September-October 2012, Volume 9, Issue 5

More Therapeutic Antibody May Not Always Be Better

John C. Byrd, MD

Published on: September 01, 2012

Dr. Byrd indicated no relevant conflicts of interest.

Beurskens FJ, Lindorfer MA, Farooqui M, et al. Exhaustion of cytotoxic effector systems may limit monoclonal antibody-based immunotherapy in cancer patients. J Immunol. 2012;188:3532-3541.

Clinical use of the therapeutic antibody rituximab has favorably affected outcome in most CD20-positive B-cell malignancies. Available data suggests that rituximab mediates tumor cell killing through different mechanisms including antibody-dependent cellmediated phagocytosis (ADCP), antibody-dependent cell-mediated cytotoxicity (ADCC), complement-dependent cytotoxicity (CDC), and direct killing. Based on these observations, second- and third-generation anti-CD20 antibodies with enhanced capacity to mediate ADCP, ADCC, CDC, and/or direct killing have been developed; however, to date, only ofatumumab is FDA-approved (for treatment of patients with refractory chronic lymphocytic leukemia [CLL]). Ofatumumab binds CD20 close to the plasma membrane and mediates CDC more effectively than rituximab. The dose and schedule recommended for ofatumumab results in patients being treated with a large amount of antibody, and, while effective against CLL, treatment is expensive.
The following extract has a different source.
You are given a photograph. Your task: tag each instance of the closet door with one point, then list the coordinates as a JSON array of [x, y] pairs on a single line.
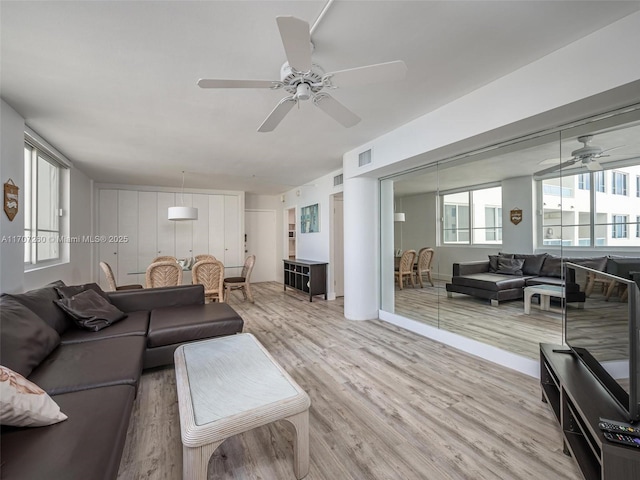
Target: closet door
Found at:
[[147, 231], [216, 227], [166, 228], [201, 226], [233, 251], [107, 225], [126, 241]]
Based on studies from a clinical trial using ofatumumab to treat patients with CLL, Beurskens and colleagues reported the fascinating observation that while the antibody effectively eliminated a portion of the malignant B-cells, complement stores were depleted in the process. Residual circulating CLL cells were found to have both antibody and complement C3d bound, suggesting that they had survived CDC because the initial brisk activation of complement induced by infusion of high-dose ofatumumab exhausted the complement system. Subsequent in vitro studies indicated that the efficacy of ofatumumab could be enhanced by reducing the dose of the drug and altering the treatment schedule. In this way, the ofatumumab would be administered only when complement supplies are sufficient to mediate CDC optimally.

This work is important because it argues that current dosing of anti-CD20 antibodies is suboptimal. Moreover, the results of the in vitro experiments suggest a rational approach to improving the efficacy of ofatumumab by modifying the infusion schedule. Based on those studies, such a schedule would likely involve a pulse-dosing strategy designed to deliver an effective amount of antibody while avoiding excess complement consumption. The optimal amount of antibody for the treatment of CLL could be determined in a clinical trial by analyzing the relationship between the amount of antibody infused and the complement titer. Conceivably, a reduction in cost of treatment could also be realized if a pulse-dosing strategy requires less antibody than that currently recommended. Rational dosing of therapeutic antibodies is important as these agents have become an indispensible component of our therapeutic armamentarium. But completion of carefully designed trials will be required to determine if the findings of Beurskens and colleagues translate into a clinical benefit for patients and a financial gain for our health-care system.